Would my hamstring hold up?
Would a woman come up from behind?
Why did I even want to win so badly?
Why was I having a conversation with myself instead of focusing on the race?
I now had a lead cyclist guiding me down the boardwalk.
I noticed I was approaching a male around mile 11. We were in the open wind with no buildings to block the cross wind. I was nearly blown over several times. I didn’t hear my watch go off for mile 11, but I ran a 6:20.
I keep thinking: Two miles to go. You can do it. I was still wearing my long sleeve sweater, and I decided to delayer it.
I never expected to run with it that long but the wind was so nasty, I didn’t want a repeat of shamrock and freezing at the end. I delayered the sweater around mile 12, and it was the last I saw of my favorite sweater.
The final mile was a blur. A police motorcycle joined the cyclist and me and was honking to indicate I was the first woman. It was an exciting moment. I focused on making it to the finish line and not fearing I would be outkicked again.
The mile markers had been off, so the distance between mile 12 and the finish was more like 1.35. Believe me; I felt every extra portion of the quarter of a mile.
I kept thinking the race end was just around the corner. Because of the high winds, they did not have the jumbo shoot out to see the finish line.
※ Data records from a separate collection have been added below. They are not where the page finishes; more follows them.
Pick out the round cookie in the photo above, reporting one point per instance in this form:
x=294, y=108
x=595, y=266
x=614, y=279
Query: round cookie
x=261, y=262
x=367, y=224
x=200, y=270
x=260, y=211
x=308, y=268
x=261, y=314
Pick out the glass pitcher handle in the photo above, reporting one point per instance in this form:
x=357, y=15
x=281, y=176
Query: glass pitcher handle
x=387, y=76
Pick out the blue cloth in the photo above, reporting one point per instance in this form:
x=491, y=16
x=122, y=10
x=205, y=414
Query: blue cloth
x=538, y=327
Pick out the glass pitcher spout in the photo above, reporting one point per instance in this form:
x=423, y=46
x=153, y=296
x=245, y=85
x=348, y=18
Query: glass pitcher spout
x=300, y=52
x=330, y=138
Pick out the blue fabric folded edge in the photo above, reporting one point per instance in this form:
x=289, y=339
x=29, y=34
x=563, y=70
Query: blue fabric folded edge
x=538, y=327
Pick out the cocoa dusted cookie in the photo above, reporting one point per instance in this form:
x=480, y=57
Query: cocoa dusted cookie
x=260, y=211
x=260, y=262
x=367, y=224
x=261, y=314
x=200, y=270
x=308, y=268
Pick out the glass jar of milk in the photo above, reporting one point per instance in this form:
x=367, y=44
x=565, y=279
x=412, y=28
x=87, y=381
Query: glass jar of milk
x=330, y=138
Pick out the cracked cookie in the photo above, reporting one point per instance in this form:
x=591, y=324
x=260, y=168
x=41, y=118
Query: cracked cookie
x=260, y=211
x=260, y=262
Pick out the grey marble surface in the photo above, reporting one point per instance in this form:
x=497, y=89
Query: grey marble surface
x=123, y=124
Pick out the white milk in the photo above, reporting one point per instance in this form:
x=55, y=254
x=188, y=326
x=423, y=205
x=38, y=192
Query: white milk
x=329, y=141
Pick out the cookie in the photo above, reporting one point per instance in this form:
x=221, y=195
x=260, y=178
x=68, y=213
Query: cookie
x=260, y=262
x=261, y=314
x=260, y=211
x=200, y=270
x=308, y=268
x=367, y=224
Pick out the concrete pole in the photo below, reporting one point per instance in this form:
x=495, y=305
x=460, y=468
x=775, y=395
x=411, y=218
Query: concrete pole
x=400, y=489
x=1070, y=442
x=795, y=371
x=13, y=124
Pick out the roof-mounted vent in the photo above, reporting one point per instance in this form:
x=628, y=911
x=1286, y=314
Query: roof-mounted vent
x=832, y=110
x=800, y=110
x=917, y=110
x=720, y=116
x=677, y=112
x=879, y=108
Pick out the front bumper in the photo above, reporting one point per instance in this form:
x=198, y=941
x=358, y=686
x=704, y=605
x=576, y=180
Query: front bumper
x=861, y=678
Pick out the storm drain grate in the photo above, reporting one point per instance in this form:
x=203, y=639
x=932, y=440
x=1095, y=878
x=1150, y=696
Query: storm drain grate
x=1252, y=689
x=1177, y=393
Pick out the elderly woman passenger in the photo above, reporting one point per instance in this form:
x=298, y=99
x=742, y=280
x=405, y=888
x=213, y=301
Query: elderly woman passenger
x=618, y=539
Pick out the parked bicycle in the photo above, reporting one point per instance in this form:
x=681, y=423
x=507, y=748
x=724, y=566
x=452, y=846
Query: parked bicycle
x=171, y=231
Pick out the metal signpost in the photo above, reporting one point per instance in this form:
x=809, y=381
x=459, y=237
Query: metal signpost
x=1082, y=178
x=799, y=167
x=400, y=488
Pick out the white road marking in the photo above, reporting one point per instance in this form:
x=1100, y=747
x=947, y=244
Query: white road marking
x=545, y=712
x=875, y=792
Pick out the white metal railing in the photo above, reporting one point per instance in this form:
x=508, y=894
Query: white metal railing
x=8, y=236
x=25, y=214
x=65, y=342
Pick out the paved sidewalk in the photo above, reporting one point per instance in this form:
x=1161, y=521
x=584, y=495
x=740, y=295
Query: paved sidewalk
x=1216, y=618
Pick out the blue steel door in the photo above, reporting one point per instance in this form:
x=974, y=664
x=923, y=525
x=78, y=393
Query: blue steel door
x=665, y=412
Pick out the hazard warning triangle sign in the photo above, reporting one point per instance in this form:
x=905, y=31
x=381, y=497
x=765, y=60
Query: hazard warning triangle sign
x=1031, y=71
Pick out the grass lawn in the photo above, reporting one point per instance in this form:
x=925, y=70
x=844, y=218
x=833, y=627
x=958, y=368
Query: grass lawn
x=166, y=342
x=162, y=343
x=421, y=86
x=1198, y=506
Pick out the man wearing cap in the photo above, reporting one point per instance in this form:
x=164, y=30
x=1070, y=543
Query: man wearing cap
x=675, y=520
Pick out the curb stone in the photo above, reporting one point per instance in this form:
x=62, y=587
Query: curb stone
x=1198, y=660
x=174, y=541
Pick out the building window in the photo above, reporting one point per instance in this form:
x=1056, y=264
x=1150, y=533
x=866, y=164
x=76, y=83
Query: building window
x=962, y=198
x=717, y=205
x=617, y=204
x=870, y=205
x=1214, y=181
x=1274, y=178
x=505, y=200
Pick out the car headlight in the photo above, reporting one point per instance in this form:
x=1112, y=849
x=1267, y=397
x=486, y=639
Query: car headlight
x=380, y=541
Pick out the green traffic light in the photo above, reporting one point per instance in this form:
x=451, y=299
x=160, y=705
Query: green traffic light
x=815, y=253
There was a gathering of people blocking the boardwalk, so I assumed that was the finish line.
They announced my name as I crossed the finish line and I was greeted by mother and law as well as husband. I finished with a 6:09 final mile and crossed the line in 1:24.04.
This race was rejuvenating for me. Not because I won or because it was my third fastest half marathon in miserable conditions.
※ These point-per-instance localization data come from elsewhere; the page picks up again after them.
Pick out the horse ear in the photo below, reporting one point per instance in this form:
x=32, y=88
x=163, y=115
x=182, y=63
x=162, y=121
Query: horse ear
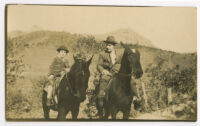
x=89, y=61
x=123, y=45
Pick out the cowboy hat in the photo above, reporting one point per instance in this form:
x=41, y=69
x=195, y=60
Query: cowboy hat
x=110, y=40
x=62, y=48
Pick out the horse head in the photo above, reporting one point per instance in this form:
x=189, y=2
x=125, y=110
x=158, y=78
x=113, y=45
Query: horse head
x=131, y=58
x=80, y=75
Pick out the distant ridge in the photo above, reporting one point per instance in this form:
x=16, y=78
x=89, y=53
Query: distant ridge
x=127, y=35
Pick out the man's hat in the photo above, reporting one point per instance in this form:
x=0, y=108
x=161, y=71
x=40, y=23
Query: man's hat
x=110, y=40
x=62, y=48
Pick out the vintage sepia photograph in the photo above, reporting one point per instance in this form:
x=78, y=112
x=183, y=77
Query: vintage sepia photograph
x=100, y=63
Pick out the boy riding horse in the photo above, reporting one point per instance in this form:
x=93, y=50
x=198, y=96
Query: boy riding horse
x=58, y=68
x=109, y=64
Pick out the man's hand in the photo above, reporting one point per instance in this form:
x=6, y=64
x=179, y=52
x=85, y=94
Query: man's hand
x=50, y=77
x=105, y=72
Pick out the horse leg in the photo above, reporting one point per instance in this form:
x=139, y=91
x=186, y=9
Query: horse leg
x=107, y=113
x=99, y=104
x=75, y=112
x=46, y=109
x=114, y=112
x=62, y=113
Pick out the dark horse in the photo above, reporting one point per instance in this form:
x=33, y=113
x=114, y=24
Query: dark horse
x=119, y=94
x=71, y=90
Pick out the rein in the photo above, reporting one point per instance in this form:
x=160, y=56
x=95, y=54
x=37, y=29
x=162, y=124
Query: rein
x=123, y=74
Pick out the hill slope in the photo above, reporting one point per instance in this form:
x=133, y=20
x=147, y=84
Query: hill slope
x=127, y=36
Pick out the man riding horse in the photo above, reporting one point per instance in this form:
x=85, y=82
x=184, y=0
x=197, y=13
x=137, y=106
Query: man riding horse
x=109, y=64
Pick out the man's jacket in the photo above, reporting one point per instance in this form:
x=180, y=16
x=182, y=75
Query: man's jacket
x=104, y=61
x=57, y=66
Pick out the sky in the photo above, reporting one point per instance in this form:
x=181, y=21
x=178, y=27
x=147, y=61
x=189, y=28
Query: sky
x=168, y=28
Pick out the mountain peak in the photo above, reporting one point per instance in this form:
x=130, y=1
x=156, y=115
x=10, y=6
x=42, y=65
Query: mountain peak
x=127, y=35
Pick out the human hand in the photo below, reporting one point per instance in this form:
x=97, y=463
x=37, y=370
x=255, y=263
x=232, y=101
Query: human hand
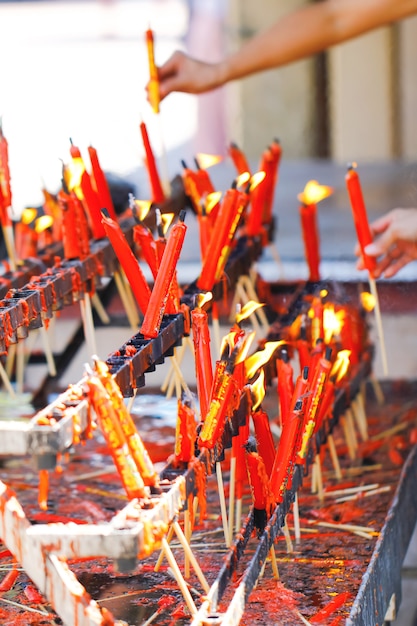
x=395, y=242
x=183, y=73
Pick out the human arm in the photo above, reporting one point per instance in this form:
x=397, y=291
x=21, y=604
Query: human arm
x=394, y=243
x=297, y=35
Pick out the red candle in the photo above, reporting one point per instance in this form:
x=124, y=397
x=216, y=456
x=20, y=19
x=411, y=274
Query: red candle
x=160, y=292
x=157, y=193
x=264, y=438
x=153, y=86
x=257, y=199
x=185, y=433
x=128, y=262
x=223, y=232
x=101, y=184
x=202, y=353
x=308, y=214
x=239, y=159
x=143, y=237
x=272, y=178
x=360, y=217
x=88, y=195
x=285, y=383
x=115, y=438
x=285, y=455
x=5, y=186
x=260, y=486
x=321, y=374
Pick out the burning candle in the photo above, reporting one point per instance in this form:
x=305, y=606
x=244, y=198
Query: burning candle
x=128, y=261
x=185, y=432
x=360, y=217
x=285, y=455
x=239, y=159
x=285, y=376
x=157, y=192
x=262, y=496
x=102, y=186
x=85, y=192
x=160, y=292
x=115, y=438
x=312, y=194
x=272, y=180
x=153, y=86
x=202, y=353
x=321, y=374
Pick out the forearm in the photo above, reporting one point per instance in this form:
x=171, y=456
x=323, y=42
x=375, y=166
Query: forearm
x=309, y=30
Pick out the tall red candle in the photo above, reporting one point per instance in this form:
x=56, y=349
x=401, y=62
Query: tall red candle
x=272, y=179
x=308, y=214
x=157, y=193
x=5, y=186
x=160, y=292
x=102, y=186
x=88, y=195
x=239, y=159
x=202, y=353
x=128, y=262
x=360, y=217
x=153, y=87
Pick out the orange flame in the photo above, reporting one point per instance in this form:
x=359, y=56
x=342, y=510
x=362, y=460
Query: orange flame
x=341, y=364
x=211, y=200
x=314, y=192
x=332, y=322
x=208, y=160
x=247, y=310
x=242, y=179
x=43, y=222
x=166, y=219
x=258, y=390
x=254, y=362
x=203, y=298
x=367, y=301
x=142, y=208
x=28, y=215
x=256, y=179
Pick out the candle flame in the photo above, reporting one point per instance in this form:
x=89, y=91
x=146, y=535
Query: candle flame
x=166, y=219
x=367, y=301
x=208, y=160
x=332, y=322
x=142, y=208
x=256, y=179
x=249, y=308
x=28, y=215
x=203, y=298
x=73, y=174
x=211, y=200
x=341, y=364
x=43, y=222
x=242, y=179
x=258, y=359
x=314, y=192
x=258, y=390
During Shamrock, I fell hard during the race. I let negative thoughts penetrate my mind and mentally gave up. During the April Fools half marathon, I focused on the positives of the race and pushed myself out of my comfort zone. I didn’t let the wind let me down. I negative split the race by about 2 minutes and finished feeling good.
Despite weather conditions, the April Fools half marathon is still one of my favorite races. It’s well put together and well organized and I had a great time.
I don’t think I mentioned, but my hamstring never affected me and two days after the race it hasn’t acted up. As I mentioned with my training log, I went to see Dr. Kemenosh and his team on Friday. They found some knots in my hips, similar to my bum butt injury after my marathon. I also went again on Tuesday, and they released smaller knots. I do believe tight hips and glutes were the sources of my hamstring problem. With that, I am healthy again.
I don’t have any major races until Broad Street 10 miler on May 1st. I’ll hop into a few local races, but I don’t have anything on my radar.